Seguindo o exemplo da catarinense Ingrid Migliorini -que, não faz muito, leiloou a própria virgindade-, a estudante Rebeca Ribeiro, de Sapeaçu, a 155 km de Salvador, oferece em termos singelos a sua primeira noite.
"Quem der mais, leva... tipo assim, né", recita a jovem, num vídeo divulgado por computador.

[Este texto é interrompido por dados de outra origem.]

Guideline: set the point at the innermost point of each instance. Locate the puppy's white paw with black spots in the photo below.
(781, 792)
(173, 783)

As diferenças entre os casos de Ingrid e de Rebeca são tão notáveis quanto as semelhanças. Enquanto a jovem de Santa Catarina participou de um evento internacional, parte de um documentário australiano, é mais modesto o contexto social da moça de Sapeaçu. Tendo perdido o pai há três anos e com a mãe vitimada por um AVC, Rebeca vive da pensão de um salário mínimo. Situação econômica bem menos grave, em todo caso, que a de algumas meninas na Amazônia, cuja virgindade se perde com menos idade e a preço ínfimo (R$ 20, segundo revelou reportagem nesta Folha) nos prostíbulos miseráveis da selva.

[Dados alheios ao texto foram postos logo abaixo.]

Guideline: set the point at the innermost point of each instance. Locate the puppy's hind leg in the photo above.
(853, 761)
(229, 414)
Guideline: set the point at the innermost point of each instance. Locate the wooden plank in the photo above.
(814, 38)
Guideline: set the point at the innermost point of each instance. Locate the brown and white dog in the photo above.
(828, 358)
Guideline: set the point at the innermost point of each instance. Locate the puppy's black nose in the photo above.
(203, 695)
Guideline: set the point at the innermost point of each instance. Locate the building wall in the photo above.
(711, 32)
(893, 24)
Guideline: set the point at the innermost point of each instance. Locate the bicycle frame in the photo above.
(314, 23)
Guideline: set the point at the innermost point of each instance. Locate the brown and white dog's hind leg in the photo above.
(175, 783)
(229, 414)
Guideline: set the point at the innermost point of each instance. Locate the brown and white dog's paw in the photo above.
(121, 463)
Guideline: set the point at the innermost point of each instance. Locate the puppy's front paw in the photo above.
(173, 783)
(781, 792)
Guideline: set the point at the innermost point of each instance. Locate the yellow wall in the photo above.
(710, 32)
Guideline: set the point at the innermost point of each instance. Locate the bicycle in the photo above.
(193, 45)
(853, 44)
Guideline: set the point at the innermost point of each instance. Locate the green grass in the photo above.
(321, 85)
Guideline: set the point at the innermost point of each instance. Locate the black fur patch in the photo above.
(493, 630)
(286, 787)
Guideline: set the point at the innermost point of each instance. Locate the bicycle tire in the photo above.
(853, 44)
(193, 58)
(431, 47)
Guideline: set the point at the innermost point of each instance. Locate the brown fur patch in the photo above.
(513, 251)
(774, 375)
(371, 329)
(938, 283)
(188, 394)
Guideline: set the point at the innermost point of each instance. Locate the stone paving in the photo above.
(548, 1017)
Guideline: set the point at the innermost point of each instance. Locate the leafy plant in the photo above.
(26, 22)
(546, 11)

Não é propriamente a necessidade econômica -muito menos a escravidão sexual no Pará ou no Amazonas- o que explica as decisões de Ingrid e de Rebeca. Tanto quanto o dinheiro, a sede de um bem ainda mais escasso -a celebridade- pode justificar a comercialização do próprio corpo, no primeiro caso. Estabelecido o precedente, o espírito de imitação e a falta de perspectivas vêm contribuir para a segunda versão.
Fica-se tentado, diante disso, a reagir de modo moralista, tanto na modalidade da reprovação religiosa à falta de castidade quanto na da crítica esquerdizante à mercantilização contemporânea.

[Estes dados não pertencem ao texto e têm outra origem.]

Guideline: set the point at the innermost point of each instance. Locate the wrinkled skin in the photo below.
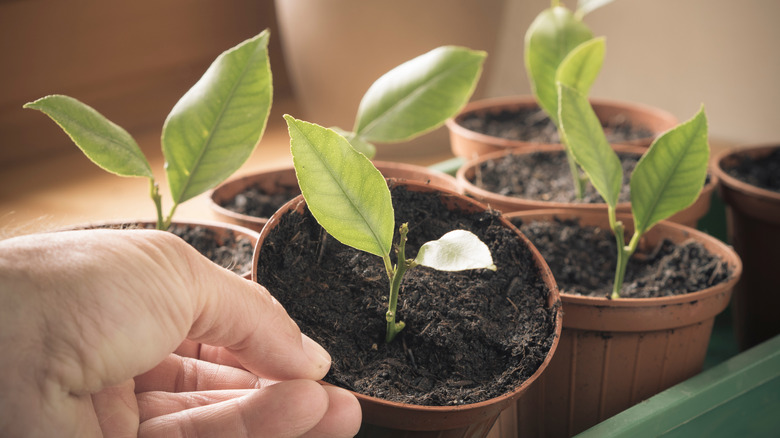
(133, 333)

Além de ser igualmente moralista o próprio apreço pela virgindade -que motiva os interessados a pagar tanto por tão ilusória conquista-, cabe sobretudo ver com tristeza, e não escândalo, a mentalidade que predomina nos dois lados da transação.
Por alto que seja o lance, é um momento único na biografia de uma mulher que, aqui, se vê destituído do próprio valor.